Content-aware Input Scaling and Deep Learning Computation Offloading for Low-Latency Embedded Vision

Omkar Prabhune, Tianen Chen, Younghyun Kim

Published: 2024, Last Modified: 07 Mar 2025CVPR Workshops 2024EveryoneRevisionsBibTeXCC BY-SA 4.0

Abstract: Deploying deep learning (DL) models for visual recognition on embedded systems is often constrained by their limited compute power and storage capacity, and has stringent latency and power requirements. As emerging DL applications continue to evolve, they place increasing demands on computational resources that embedded vision systems are unable to provision. One promising solution to overcome these limitations is computation offloading. However, for performance improvements to be realized, it is essential to carefully partition tasks, taking into account both the quality of the data and the communication overhead.In this paper, we introduce a novel framework for content-aware offloading of DL computations, aimed at maximizing quality-of-service while adhering to latency constraints. Our proposed framework involves the embedded vision system/edge device intelligently compressing data in a content-aware manner using a lightweight model and transmitting it to a more powerful server.
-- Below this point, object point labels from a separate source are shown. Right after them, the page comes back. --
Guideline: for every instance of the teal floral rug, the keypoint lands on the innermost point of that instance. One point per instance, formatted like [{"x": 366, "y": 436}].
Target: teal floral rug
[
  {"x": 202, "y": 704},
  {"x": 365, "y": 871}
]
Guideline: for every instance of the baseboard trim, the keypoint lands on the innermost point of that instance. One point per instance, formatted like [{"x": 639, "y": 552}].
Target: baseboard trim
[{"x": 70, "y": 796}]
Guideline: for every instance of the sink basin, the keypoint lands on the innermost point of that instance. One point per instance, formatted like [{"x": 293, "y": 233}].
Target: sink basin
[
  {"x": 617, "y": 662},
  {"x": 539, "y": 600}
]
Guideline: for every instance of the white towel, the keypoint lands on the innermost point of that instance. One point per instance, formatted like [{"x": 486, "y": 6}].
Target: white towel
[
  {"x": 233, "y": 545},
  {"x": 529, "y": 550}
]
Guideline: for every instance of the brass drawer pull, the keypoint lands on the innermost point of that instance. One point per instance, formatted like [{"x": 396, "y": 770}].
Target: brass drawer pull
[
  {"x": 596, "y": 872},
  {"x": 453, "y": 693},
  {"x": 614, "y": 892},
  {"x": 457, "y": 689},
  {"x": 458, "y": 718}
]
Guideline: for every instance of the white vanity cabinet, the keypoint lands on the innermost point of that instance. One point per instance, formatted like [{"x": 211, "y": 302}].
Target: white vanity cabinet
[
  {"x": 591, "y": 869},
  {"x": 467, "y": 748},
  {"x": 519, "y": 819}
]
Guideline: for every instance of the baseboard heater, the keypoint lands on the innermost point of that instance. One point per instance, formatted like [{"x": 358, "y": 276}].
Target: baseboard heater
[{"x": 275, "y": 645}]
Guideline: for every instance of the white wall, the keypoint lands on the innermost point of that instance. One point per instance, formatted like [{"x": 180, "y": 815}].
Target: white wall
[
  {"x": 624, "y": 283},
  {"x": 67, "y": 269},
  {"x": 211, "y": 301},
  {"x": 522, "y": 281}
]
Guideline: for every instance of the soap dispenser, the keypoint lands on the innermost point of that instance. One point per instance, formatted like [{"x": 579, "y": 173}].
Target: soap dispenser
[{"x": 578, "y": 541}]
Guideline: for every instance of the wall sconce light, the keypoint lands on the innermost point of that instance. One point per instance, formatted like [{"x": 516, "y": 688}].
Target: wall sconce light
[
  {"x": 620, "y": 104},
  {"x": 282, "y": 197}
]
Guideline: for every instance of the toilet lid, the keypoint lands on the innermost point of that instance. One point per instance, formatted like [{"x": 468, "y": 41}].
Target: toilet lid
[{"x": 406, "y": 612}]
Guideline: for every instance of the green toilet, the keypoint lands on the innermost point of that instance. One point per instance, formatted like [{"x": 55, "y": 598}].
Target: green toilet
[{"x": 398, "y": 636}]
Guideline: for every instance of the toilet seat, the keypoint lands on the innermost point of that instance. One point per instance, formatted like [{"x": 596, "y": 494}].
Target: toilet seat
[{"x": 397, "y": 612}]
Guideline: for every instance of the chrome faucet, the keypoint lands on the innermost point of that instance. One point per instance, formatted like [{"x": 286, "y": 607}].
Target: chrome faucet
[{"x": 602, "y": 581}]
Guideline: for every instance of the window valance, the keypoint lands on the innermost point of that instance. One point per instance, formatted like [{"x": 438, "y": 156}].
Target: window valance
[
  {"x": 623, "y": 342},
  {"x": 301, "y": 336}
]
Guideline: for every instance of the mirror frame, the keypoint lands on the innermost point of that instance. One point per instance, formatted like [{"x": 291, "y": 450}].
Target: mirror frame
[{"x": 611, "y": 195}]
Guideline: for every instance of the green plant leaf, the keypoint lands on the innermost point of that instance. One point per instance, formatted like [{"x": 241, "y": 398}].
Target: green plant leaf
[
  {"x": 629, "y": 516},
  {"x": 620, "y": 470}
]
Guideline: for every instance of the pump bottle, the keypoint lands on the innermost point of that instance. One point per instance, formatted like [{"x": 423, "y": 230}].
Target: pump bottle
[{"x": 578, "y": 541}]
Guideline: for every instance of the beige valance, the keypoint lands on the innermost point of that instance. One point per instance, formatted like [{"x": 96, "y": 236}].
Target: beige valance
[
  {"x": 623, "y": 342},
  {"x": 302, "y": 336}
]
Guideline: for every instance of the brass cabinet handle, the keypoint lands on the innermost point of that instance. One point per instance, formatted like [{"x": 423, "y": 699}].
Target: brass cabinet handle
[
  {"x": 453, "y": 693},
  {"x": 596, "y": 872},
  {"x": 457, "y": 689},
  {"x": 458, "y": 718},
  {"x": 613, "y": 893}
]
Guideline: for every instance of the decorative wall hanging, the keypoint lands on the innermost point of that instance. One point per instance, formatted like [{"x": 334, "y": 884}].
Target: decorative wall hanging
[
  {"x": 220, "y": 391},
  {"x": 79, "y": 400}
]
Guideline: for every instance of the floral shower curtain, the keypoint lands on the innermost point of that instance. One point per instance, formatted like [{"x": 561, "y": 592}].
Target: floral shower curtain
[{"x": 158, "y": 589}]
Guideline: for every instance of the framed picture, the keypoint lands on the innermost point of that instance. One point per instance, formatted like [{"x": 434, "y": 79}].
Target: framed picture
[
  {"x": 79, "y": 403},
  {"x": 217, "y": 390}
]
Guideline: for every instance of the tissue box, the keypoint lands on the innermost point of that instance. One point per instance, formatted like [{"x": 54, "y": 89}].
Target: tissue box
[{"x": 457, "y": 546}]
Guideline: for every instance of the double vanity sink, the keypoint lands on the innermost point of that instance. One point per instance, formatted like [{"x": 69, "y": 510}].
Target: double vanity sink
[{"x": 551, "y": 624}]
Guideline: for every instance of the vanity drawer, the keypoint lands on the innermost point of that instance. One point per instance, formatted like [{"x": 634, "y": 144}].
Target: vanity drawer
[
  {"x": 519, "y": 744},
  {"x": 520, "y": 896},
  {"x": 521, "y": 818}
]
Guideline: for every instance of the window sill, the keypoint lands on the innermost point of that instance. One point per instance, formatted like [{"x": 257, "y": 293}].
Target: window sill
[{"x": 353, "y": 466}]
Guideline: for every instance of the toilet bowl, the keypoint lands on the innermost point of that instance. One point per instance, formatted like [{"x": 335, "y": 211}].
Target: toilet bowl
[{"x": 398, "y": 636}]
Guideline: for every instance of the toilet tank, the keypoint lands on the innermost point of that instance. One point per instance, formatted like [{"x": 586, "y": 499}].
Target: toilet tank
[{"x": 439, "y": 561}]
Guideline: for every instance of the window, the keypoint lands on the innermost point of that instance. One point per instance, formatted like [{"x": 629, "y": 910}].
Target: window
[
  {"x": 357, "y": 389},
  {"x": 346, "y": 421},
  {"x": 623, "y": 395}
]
The framework consists of two key components: offline training for efficient content-aware data scaling and online control that adapts to the network variations in real-time. To illustrate the effectiveness of our approach, we apply it to multiple downstream tasks such as face identification, person keypoint detection, and instance segmentation, showcasing a significant enhancement in the overall quality of results for various applications.